Pertanyaan ideologisnya bukan tentang apa yang hendak dikritisi dari 100 hari kerja Indramayu dengan visi “Reang”. Pasalnya memang hingga saat ini tidak terlihat daya gebrak kebijakan kebijakannya, kecuali rutinitas administratif, rapat rapat dan kunjungan seremonial.

Pertanyaannya bagaimana meletakkan pikiran pikiran ideologis Bung Karno dalam konteks membaca apakah bupati hari ini adalah sekedar “bupati online” atau “pemimpin offline” dengan daya tumpu ideologis?

Mentalitas “bupati online” tidak bertumbuh dari taman taman sari pemikiran ideologis tapi bertumpu pada selebritas dan popularitas. Rakyat dimaknai hanya seutas “nitizen” tanpa jiwa, jalan pikiran dimanipulasi hanya potongan vidio vidio pendek, demokrasi kehilangan dimensi spritualitasnya bermigrasi dari dunia nyata ke dunia Maya.

Di sisi lain jangkar ideologis PDI Perjuangan dalam kepemimpinan politik adalah “Trisakti”, sebuah warisan “hidup” ideologis Bung Karno. Berdaulat secara politik, berdikari dalam ekonomi dan berkepribadian secara kebudayaan.

BACA JUGA :   PR Gubernur dan Wakil Gubernur Jakarta di Bidang Transportasi

Artinya, politik dalam konteks PDI Perjuangan dihayati sebagai pelaksanaan prinsip keyakinan ideologis dan pencapaian idealisme secara manifes. Itulah yang oleh Max Weber, sosiolog modern disebut perjuangan “rasionalitas substantif”.

Perspektif ini hendak menjelaskan perbedaan bobot makna Religius, ekonomi kerakyatan dan gotong royong dari sudut pandang ideologis Bung Karno dan orientasi makna politis dari “Religius , Ekonomi Kerakyatan dan Gotong Royong yang dirangkum dalam visi Indramayu “Reang”

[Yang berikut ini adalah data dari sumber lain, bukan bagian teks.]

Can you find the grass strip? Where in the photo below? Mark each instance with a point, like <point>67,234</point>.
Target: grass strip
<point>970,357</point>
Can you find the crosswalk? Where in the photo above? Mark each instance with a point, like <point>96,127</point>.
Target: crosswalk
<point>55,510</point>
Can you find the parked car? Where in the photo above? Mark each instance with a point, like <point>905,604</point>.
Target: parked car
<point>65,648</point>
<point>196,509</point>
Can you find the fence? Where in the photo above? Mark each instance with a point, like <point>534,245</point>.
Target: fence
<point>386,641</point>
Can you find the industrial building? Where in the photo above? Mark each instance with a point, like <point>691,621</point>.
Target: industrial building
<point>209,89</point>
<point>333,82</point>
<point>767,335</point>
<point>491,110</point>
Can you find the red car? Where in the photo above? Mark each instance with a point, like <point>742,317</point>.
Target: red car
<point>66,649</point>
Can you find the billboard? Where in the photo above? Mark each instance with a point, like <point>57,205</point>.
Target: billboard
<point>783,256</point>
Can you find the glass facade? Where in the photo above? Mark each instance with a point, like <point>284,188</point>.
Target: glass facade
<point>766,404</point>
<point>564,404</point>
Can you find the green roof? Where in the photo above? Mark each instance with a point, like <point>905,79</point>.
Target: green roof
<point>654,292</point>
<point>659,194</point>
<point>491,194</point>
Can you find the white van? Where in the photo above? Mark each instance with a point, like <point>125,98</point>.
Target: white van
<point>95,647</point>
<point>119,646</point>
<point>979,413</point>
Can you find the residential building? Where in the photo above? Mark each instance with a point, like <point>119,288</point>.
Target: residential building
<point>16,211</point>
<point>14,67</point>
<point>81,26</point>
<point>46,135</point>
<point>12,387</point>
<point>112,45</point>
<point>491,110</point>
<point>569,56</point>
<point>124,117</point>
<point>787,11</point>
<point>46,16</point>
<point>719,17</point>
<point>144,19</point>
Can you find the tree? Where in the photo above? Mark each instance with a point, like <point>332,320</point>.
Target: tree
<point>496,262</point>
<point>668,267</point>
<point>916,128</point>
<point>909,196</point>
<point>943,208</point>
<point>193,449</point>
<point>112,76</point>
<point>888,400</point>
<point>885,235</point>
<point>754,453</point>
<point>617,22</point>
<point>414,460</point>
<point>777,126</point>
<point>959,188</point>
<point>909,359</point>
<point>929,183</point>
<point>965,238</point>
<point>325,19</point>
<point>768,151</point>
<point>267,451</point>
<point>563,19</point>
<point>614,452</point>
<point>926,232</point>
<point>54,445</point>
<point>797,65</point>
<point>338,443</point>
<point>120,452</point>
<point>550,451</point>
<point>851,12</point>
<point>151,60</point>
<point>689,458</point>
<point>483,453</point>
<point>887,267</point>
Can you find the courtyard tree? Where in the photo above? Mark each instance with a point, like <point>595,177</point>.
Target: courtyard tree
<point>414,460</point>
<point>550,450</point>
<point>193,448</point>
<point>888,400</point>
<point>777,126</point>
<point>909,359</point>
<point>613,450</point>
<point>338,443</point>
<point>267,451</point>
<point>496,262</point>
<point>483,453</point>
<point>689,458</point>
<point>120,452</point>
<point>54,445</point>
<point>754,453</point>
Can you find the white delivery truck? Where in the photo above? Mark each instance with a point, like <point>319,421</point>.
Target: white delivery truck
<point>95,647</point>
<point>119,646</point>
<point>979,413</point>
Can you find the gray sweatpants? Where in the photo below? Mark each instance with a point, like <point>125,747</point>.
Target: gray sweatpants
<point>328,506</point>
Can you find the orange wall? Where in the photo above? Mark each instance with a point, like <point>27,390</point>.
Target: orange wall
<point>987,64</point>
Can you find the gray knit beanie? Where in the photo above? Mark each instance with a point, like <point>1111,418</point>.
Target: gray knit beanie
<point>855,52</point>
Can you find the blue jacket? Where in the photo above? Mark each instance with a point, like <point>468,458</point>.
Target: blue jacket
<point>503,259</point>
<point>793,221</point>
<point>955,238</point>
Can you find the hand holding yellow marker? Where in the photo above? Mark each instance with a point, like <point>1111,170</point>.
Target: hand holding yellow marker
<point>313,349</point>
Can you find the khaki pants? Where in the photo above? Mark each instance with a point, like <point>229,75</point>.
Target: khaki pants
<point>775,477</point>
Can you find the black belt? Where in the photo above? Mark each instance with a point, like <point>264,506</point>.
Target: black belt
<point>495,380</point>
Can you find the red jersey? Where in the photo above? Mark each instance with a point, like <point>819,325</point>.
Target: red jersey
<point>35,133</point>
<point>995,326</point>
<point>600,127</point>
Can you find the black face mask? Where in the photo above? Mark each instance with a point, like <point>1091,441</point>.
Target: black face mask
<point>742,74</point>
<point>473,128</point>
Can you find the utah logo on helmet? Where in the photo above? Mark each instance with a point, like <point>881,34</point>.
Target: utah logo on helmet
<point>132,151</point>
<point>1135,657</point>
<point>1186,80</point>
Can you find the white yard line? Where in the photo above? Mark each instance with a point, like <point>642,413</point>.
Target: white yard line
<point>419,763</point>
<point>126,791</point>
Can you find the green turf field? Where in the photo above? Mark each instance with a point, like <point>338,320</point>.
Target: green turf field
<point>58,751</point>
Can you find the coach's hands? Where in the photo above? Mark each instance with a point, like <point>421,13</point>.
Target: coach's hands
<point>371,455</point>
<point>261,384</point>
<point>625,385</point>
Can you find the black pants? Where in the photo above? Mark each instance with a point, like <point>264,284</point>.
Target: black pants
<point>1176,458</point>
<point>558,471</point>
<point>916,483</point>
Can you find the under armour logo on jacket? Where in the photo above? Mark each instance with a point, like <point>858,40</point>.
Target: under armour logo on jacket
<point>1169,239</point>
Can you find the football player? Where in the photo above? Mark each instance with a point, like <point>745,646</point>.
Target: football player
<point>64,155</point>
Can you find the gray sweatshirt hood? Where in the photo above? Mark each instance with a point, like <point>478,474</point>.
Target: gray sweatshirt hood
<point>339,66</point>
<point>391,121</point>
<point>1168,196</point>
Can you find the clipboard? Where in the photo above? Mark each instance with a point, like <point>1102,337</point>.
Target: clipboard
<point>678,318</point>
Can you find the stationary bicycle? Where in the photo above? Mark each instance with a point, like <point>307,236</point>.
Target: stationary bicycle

Dalam konstruksi Bung Karno tentang relgistus, kerakyatan dan gotong royong adalah gelora revolusioner bagi gelombang perubahan di mana kepemimpinan politik adalah simpul “Solidarity Maker”, julukan Herbet Fiet untuk Bung Karno, yakni kekuatan kepemimpinan solidaritas “yang menggerakkan” gerbong gerbong panjang rakyat yang dipimpinnya.

Tapi bagi pemimpin online sebagaimana dikonstruksi Mendagri Tito Karnavian ia lahir karena piawai menjual pesona, maka tema tema yang sama di atas (religius, kerakyatan, gorong royong) tidak berdimensi ideologis, kecuali sekedar alat dagang politik dan iklan iklan elektoral, sebuah politik “skincare” yang glowing “di kulit “luar”.

Penulis terus terang sungguh sulit memahami bagaimana bisa pemerintah daerah Indramayu dengan visi “Reang”, yakni “Religius” lalu membreak down dalam 14 program percepatan, dua yang terkait paling atas adalah program “Indramayu mengaji” dan “Indramayu beribadah”.

Pemerintah Daerah bukan “Majelis Taklim” atau DKM (Dewan Kesejahteraan Masjid) sehingga visi “religius” tidak dimaknai tentang kegiatan dengan iklan “Indramayu mengaji”, “Indramayu beribadah” pengajian Akbar, gema bersholawat dan lain lain.

Itu bukan tugas negara melainkan kegiatan prakarsa publik secara individual dan lembaga keagamaan bersifat ad hoc dimana negara (pemerintah daerah) hanya berfungsi fasilitasi tertib sosialnya, bukan menjadi program instruktif negara.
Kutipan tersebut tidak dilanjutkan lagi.